Happy Meal Ltd. HuMiLiaTeD. Her Majesty’s Latent Torpedo Disasters. Eschewing easy categorisation in their very name, HMLTD apparently stands for all and none of the above.
Turning heads for the last three years with their glam/punk/EDM/honest to god pop explosion, and tales of raucous shows complete with angels handing out lipstick amid the pungency of burning hair in their efforts for a truly multi-sensory live experience, their kaleidoscopic plume breathed much needed life to the notion of the ‘rock band’, an archetype in crisis struggling with creative stagnation and political irrelevancy.

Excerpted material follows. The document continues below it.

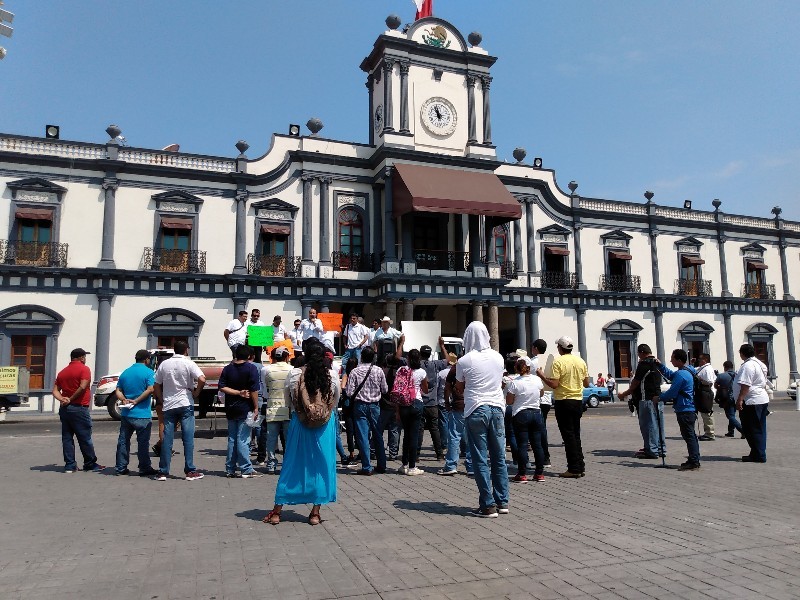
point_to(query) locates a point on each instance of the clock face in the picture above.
(439, 116)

Like Kraftwerk or Devo, this is a band underpinned with an ethos, fully realised right from their debut single, ‘Stained’. Dismantling gender boundaries as gleefully as they do with genre, their initial output presented a vision of masculinity free from its rigid demands for conformity. Accusations of ‘queer appropriation’ have arisen, with the band insisting on their act being an expression of their unadulterated identities, and an encouragement for society to do likewise.

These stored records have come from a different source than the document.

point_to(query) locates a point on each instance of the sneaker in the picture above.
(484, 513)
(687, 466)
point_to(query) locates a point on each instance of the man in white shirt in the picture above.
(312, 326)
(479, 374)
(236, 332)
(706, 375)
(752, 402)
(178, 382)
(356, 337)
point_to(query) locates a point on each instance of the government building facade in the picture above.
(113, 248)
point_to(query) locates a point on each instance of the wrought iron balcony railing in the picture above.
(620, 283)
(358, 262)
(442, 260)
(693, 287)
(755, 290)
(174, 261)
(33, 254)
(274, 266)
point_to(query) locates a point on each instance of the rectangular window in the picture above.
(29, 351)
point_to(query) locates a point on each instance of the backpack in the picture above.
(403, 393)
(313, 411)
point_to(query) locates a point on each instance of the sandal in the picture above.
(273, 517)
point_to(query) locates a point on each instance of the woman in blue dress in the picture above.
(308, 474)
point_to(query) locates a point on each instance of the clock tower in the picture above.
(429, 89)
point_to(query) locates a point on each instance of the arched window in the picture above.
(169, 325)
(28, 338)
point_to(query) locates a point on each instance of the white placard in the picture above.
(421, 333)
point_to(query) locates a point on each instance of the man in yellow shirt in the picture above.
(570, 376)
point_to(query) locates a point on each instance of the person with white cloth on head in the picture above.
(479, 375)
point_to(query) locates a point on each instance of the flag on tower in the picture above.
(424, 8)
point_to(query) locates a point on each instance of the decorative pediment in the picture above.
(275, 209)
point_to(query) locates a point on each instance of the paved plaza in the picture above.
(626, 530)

Hate Music Last Time Delete signals an appetite to enter the mainstream and turn it inside out. Signing to big label Sony Music, and attracting the attention of Justin Tranter (collaborator of Britney Spears and Justin Bieber no less), their brand of sonic hedonism is given a deliciously sleek commercial appeal, adding further subversion to a band that sang of Mother Teresa ‘being stained’.
HMLTD EP wastes no time in its radio friendly affirmation with its first track, ‘Pictures of You’. A sultry smooth electro-pop banger, exploring narcissism and sexuality in the internet age, is confidently allowed to strut uninterrupted with their standard genre U-turns, all delivered with a Dave Gahan croon. Things heat up with the giddy euphoria of ‘Proxy Love’, club land bounce donks its way to baroque synth-pop, a paean to self-love peppered with cheesy string stabs. ‘Mannequin’ seamlessly follows, continuing their pre-occupations with identity and the body, and feeling like a spiritual successor to Roxy Music’s ‘In Every Dream Home a Heartache’, before screeching to a halt with the dizzying stomp of ‘Apple of My Eye’.
The disparate cataclysm that was their first three singles have been refined and distilled into a satisfying cohesion, without compromising on their provocative blitz, and with their confident embrace of a new commercial direction, songs of masturbation and camera rolls are deceptively at home amid the Radio 1 pop climate. Jello Biafra instructed to not fight the media, but become it, and HMLTD EP looks set to mould pop in its own image, and it will look like their Jenkin van Zyl videos. Pretty good for a band yet to release an album.